The book’s core analytical framework is drawn from Marx and Lenin, centering on the concepts of dependency, exploitation, and the extraction of value within imperialist structures. It captures the current Irish moment through the lens of the “twin transition”—the simultaneous, state-facilitated processes of digitalisation and decarbonisation, embodied in the proliferation of power-hungry data centres alongside a strategically limited rollout of renewable energy.
Bresnihan and Brodie take the reader on a radical walk through Ireland’s space and time, its infrastructure, economy, and politics. The journey is radical not only in its lucid language but in its refusal to stop before uncovering the root causes of historical development.
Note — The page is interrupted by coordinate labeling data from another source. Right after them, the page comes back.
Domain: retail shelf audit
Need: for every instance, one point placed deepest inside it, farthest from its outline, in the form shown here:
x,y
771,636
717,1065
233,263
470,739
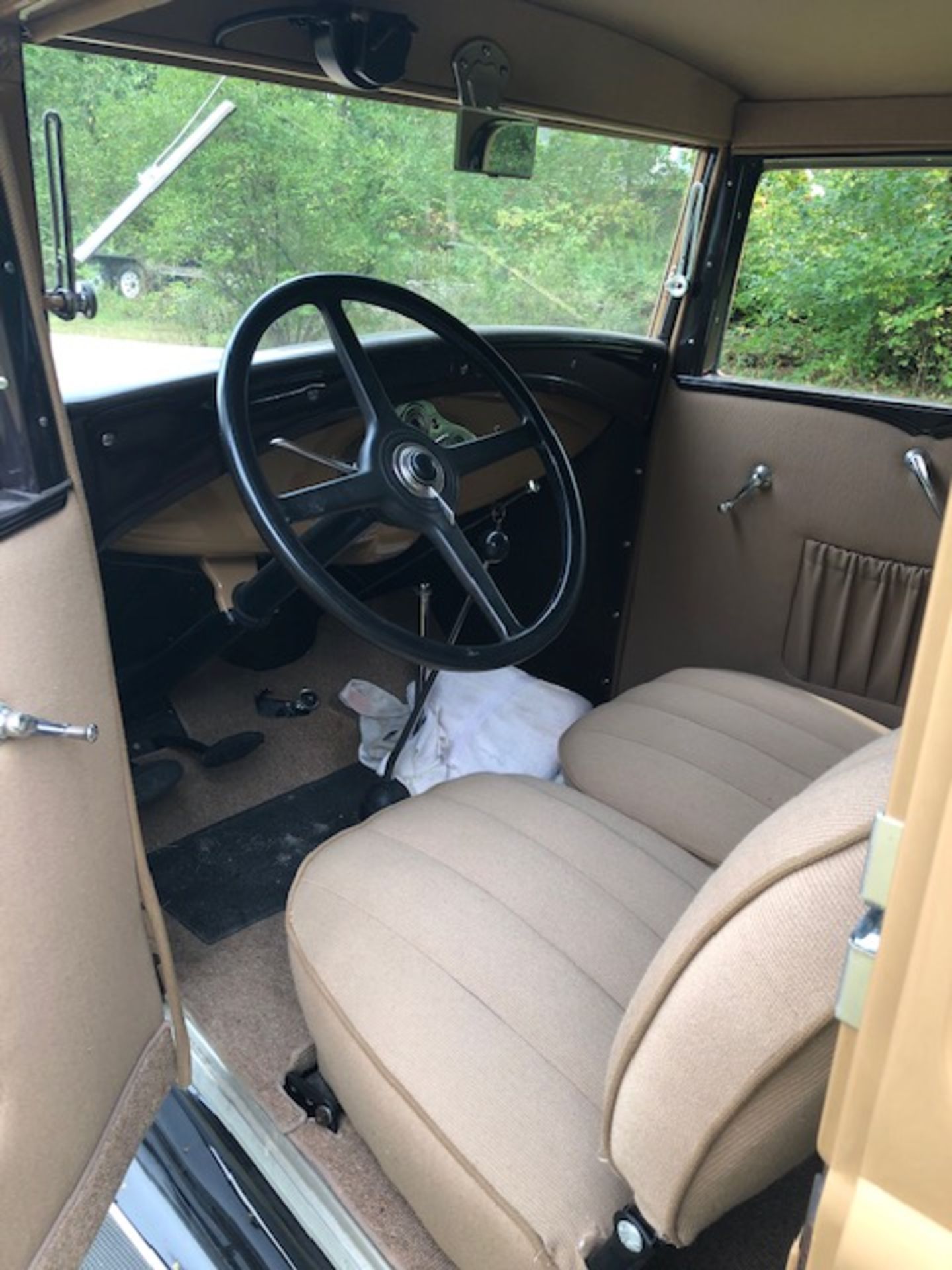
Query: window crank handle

The dependency theory they employ, naturally linked to a clear anti-imperialist position, provides a consistently productive methodology.
From the outset, writing about Marconi’s wireless transmissions in Connemara as a cornerstone of global telecoms, the authors push back against revisionist histories that paint Ireland’s modernisation as a neutral process of adopting technology and capital. This revisionist narrative, they show, extends from the pre-Free State era straight into the current period of FDI-dependent “development.”
The book masterfully explores the interconnected themes of land, energy, and sovereignty—the perennial questions of the Irish cause. Replacing anecdotal or romanticised accounts of the last century, they provide a materialist history grounded in the actual conditions and class forces at play. To understand the ground on which data centres now metastasize, the authors reveal the legacy of colonial politics and the enduring anchors of empire. In doing so, they deliver one of the best explanations in print of the true function of FDI in the Irish political economy.
While stemming from an interest in data centres—the dominant eco-modernist infrastructure of multinational capital—the book covers a wide range of FDI-driven exploitation, documenting popular resistance and offering an anti-imperialist reading of these struggles. Each chapter is complemented by a textual vignette of a specific place or struggle and powerful photographs by Sean Breithaupt.
Critically, the authors recognise the power of the state to turn this tide—a power that cannot be wielded within the confines of bourgeois ideological capture, and a role that cannot be fulfilled by a state that auctions sovereignty on the imperialist market. In asserting the need to reclaim the state for popular ends, they set a major strategic point for a truly just transition.
Every public conversation about this book draws a full house, as its launches in Dundalk and Dublin have shown. A conversation about From the Bog to the Cloud is a conversation about imperialism, environment, Irish neutrality, and sovereignty—and what traditions of resistance we must build upon. This is not just an academic text; it is a handbook for liberation.
From the Bog to the Cloud: Dependency and Eco-Modernity in Ireland (Patrick Bresnihan and Patrick Brodie, Bristol University Press, 2025) is available from Connolly Books, Temple Bar, Dublin.